UNASSIGNED:在所有就诊时,联合治疗组的息肉样病变完全消退高于单一治疗组(12个月,15例患者中的12例[80%]vs.14例患者中有5例[35.7%];P=0.016)。在联合治疗组中,基线息肉样病变的持续时间较低:在12个月时,15名患者中有1名(6.7%),而单药治疗组中有14名患者中有7名(50%)。在较早时间点完全消退的息肉样病变的复发并不常见:联合治疗组为0%,单一治疗组为6和12个月时各1名患者。在所有访问中,联合治疗组中发现的新息肉样病变(在基线访问后出现)较少(联合治疗:15个中的2个[13.3%]与单一疗法:14只眼中的4只眼[28.6%]在12个月时)。在整个研究过程中,与单药治疗组相比,联合治疗组的息肉状病变总面积明显较小(0.013mm2vs.0.110mm2;12个月时P<0.01)。

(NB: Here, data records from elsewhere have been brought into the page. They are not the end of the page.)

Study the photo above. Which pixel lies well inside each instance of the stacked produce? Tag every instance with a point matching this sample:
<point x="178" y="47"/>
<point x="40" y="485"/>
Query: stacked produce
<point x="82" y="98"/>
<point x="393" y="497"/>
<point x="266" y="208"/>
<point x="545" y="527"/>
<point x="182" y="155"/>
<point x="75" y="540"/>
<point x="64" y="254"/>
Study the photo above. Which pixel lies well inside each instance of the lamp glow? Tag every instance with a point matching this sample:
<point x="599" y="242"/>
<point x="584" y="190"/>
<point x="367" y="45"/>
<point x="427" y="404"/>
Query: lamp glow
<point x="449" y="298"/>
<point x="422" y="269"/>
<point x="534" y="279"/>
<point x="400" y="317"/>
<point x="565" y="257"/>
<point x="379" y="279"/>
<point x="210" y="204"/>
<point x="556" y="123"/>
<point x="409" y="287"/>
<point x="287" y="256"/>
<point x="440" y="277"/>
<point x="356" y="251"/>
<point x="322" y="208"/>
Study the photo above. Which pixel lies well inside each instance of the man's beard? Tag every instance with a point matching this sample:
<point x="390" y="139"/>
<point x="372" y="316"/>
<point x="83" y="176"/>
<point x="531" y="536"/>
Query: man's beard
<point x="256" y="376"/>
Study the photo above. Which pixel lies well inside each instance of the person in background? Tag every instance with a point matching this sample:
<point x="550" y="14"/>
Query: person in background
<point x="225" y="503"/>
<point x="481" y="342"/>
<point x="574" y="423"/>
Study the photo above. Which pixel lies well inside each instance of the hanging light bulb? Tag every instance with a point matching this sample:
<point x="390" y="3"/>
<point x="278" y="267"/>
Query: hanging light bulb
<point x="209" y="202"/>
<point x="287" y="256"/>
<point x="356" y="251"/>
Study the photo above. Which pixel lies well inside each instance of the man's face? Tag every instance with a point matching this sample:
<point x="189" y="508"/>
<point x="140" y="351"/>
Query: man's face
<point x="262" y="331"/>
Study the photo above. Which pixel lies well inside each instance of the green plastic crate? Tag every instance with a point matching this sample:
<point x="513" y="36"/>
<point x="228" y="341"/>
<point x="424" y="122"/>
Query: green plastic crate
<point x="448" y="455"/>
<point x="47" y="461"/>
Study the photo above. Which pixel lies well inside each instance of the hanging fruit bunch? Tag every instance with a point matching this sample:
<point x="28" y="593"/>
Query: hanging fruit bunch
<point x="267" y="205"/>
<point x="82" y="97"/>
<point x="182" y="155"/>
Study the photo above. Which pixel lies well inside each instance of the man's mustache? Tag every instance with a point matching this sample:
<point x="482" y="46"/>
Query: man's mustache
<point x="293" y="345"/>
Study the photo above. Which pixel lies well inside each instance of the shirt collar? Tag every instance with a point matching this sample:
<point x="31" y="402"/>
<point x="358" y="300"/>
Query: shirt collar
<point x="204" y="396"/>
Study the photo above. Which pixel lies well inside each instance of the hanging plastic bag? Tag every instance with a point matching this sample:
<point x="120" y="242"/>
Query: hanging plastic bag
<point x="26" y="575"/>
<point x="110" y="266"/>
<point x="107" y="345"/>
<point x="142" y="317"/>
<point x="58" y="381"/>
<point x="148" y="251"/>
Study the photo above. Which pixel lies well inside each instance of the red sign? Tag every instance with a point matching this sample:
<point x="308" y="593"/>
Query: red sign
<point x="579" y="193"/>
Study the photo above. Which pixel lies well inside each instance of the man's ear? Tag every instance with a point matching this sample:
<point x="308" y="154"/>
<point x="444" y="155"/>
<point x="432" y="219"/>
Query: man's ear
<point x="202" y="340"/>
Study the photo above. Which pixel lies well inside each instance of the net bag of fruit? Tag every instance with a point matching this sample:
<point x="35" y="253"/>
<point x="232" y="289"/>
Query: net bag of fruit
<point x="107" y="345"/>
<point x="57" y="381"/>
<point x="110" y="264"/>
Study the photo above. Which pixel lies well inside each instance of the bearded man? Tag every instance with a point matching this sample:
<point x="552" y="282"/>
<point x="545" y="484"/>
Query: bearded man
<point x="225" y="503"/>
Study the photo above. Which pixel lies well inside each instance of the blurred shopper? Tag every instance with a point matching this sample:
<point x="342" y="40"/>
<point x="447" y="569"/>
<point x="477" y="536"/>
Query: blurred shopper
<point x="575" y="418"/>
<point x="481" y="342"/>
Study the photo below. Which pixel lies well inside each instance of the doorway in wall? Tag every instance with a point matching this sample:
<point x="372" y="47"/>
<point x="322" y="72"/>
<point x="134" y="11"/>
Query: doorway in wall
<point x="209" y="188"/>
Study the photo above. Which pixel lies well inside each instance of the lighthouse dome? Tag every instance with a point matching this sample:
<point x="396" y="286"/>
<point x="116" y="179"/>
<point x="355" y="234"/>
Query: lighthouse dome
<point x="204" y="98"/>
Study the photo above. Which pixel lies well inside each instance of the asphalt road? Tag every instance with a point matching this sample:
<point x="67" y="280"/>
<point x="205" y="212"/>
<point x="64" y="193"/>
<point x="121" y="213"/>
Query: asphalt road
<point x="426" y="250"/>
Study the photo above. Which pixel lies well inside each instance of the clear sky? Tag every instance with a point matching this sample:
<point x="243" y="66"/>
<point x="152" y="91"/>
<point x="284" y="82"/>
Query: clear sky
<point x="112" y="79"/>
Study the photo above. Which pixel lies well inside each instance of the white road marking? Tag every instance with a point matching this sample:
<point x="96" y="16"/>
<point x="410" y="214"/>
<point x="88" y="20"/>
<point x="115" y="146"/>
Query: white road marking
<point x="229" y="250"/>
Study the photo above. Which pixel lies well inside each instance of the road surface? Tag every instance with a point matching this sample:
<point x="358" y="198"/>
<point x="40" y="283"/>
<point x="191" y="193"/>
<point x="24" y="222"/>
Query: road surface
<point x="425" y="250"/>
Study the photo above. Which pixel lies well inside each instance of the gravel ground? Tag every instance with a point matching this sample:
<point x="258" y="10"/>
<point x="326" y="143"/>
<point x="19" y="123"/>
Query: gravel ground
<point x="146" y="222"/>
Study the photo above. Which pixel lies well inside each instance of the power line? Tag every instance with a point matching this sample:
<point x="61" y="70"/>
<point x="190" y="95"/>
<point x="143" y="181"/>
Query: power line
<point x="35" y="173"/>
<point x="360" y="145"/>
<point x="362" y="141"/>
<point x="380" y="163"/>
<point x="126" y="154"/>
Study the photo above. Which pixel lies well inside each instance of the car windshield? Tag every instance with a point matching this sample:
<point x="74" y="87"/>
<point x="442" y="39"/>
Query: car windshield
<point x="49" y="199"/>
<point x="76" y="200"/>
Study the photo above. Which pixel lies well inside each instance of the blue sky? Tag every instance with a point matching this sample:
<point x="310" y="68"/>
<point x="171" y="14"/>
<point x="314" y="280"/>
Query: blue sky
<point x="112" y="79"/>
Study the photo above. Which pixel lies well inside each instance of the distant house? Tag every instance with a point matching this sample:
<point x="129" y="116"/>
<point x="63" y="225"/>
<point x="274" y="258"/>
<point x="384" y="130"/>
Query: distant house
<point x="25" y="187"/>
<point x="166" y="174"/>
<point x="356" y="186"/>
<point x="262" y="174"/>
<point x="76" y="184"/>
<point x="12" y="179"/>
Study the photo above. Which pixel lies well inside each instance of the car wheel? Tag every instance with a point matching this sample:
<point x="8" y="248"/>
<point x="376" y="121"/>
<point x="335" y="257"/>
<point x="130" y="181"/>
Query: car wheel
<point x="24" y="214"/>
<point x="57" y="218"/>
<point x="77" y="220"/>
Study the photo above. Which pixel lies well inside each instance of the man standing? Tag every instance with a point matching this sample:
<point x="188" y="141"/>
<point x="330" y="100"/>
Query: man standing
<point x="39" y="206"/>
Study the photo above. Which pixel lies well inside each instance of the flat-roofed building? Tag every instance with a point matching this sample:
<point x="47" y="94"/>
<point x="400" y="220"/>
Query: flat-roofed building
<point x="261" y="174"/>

UNASSIGNED:与单药治疗相比,联合治疗与更高的息肉样病变完全性消退率和更少的持续性息肉样病变相关。闭合性息肉样病变很少再开放,不管治疗。
UNASSIGNED:多中心随机选择患者的比较队列研究,随机对照临床试验。
UNASSIGNED:从EVERESTII研究中随机选择的30名患者接受雷珠单抗和维替泊芬光动力疗法(n=15)或雷珠单抗单药疗法(n=15)联合治疗。
UNASSIGNED:所有患者在基线时进行随机分组,并采用标准化治疗方案进行治疗。在基线和第3、6、12和24个月,在中央阅读中心对吲哚菁绿血管造影(ICGA)图像进行分级。在随后的访问中将基线时存在的息肉状病变覆盖在ICGA图像上,以确定这些病变是否仍然灌注或完全消退。类似地跟踪在随后的访问中出现的新息肉状病变,以详细说明每个息肉状病变的演变。
未经证实:息肉样病变随时间完全消退。
UNASSIGNED:在所有就诊时,联合治疗组的息肉样病变完全消退高于单一治疗组(12个月,15例患者中的12例[80%]vs.14例患者中有5例[35.7%];P=0.016)。在联合治疗组中,基线息肉样病变的持续时间较低:在12个月时,15名患者中有1名(6.7%),而单药治疗组中有14名患者中有7名(50%)。在较早时间点完全消退的息肉样病变的复发并不常见:联合治疗组为0%,单一治疗组为6和12个月时各1名患者。在所有访问中,联合治疗组中发现的新息肉样病变(在基线访问后出现)较少(联合治疗:15个中的2个[13.3%]与单一疗法:14只眼中的4只眼[28.6%]在12个月时)。在整个研究过程中,与单药治疗组相比,联合治疗组的息肉状病变总面积明显较小(0.013mm2vs.0.110mm2;12个月时P<0.01)。
UNASSIGNED:与单药治疗相比,联合治疗与更高的息肉样病变完全性消退率和更少的持续性息肉样病变相关。闭合性息肉样病变很少再开放,不管治疗。